Veja abaixo mais detalhes do dia no mercado.
💲Dólar

a
Acumulado da semana: -0,09%;
Acumulado do mês: +1,39%;
Acumulado do ano: -6,35%.
📈Ibovespa

Acumulado da semana: +2,07%;
Acumulado do mês: -1,92%;
Acumulado do ano: +8,35%.
Prévia da inflação: habitação e transportes puxam queda
A prévia da inflação no Brasil caiu 0,40% em agosto, segundo o IBGE. Isso significa que, em média, alguns preços ficaram mais baratos neste mês. (veja o que ficou mais caro e mais barato no mês)
A queda foi puxada principalmente por:
🏠 Habitação (como energia elétrica e custos da casa);
🚗 Transportes;
🍎 Alimentos e bebidas.
Mesmo com essa queda em agosto, a inflação ainda acumula 3,09% no ano e 4,24% nos últimos 12 meses. No entanto, esse índice ficou menor do que o registrado no mês anterior, quando estava em 4,52%.

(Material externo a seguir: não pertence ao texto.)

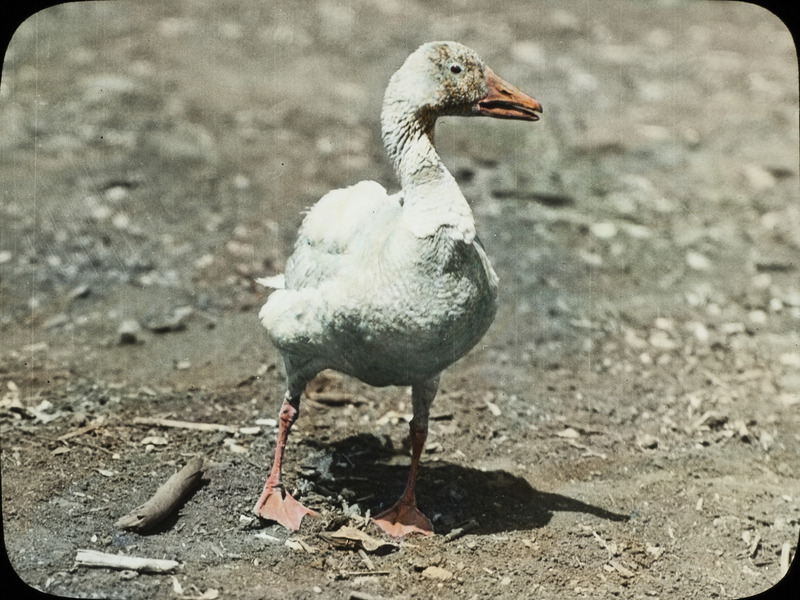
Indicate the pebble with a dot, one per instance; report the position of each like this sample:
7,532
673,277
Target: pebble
697,261
128,332
604,230
790,359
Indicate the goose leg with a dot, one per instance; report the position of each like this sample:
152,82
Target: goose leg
404,517
275,503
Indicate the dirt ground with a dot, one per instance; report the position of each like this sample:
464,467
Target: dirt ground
628,428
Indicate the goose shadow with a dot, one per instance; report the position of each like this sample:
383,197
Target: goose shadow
361,467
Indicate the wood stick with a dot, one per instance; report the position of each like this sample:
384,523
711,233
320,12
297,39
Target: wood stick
93,558
157,422
85,429
166,498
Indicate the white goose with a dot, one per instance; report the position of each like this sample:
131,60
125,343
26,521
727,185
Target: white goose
391,289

Na prática, a desaceleração da inflação pode aliviar o custo de vida e aumentar as chances de o Banco Central reduzir os juros no futuro, embora essa decisão dependa de outros fatores econômicos.
Bolsas globais
Os mercados em Wall Street fecharam em alta nesta terça-feira, com destaque para as empresas de tecnologia.
O Dow Jones subiu 0,34%, o S&P 500 avançou 0,30% e o Nasdaq teve ganhos de 0,64%.

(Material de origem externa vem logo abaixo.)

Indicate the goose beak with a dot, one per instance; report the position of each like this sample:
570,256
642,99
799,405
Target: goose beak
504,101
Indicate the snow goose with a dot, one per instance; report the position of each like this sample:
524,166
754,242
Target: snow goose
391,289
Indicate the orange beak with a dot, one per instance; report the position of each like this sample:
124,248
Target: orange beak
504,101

Na Europa, as bolsas fecharam majoritariamente em alta nesta terça-feira, apoiadas por dados econômicos positivos e pela valorização das empresas do setor de defesa. O índice STOXX 600, que reúne ações de companhias de diversos países europeus, subiu 0,38%, aos 656,72 pontos.
Em Frankfurt, o DAX avançou 0,61%, aos 26.266,14 pontos, enquanto, em Londres, o FTSE 100 ganhou 0,29%, aos 10.886,16 pontos. Na contramão, o CAC 40, de Paris, recuou 0,16%, aos 8.439,20 pontos.

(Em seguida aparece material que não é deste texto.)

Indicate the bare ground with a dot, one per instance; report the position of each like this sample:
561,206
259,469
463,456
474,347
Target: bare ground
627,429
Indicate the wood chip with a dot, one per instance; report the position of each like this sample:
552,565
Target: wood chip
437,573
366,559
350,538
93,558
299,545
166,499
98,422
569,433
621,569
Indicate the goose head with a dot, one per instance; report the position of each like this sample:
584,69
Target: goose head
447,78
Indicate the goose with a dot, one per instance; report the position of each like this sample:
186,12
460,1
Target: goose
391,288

Já na Ásia, o desempenho foi misto. Em Xangai, o SSEC subiu 0,19%, aos 3.889 pontos, enquanto o CSI300, que reúne as maiores empresas de Xangai e Shenzhen, caiu 0,24%, aos 4.552 pontos.
Em Hong Kong, o Hang Seng recuou 0,02%, aos 25.511 pontos, enquanto, em Tóquio, o Nikkei avançou 0,50%, para 65.856 pontos.
* Com informações da agência de notícias Reuters.
Dólar
Reuters/Lee Jae-Won/Foto de arquivo

IPCA-15: prévia da inflação cai 0,40% em agosto, puxada por habitação e transportes

O Índice Nacional de Preços ao Consumidor Amplo 15 (IPCA-15), considerado a prévia da inflação oficial do país, recuou 0,40% em agosto. Os dados foram divulgados nesta quarta-feira (26) pelo Instituto Brasileiro de Geografia e Estatística (IBGE).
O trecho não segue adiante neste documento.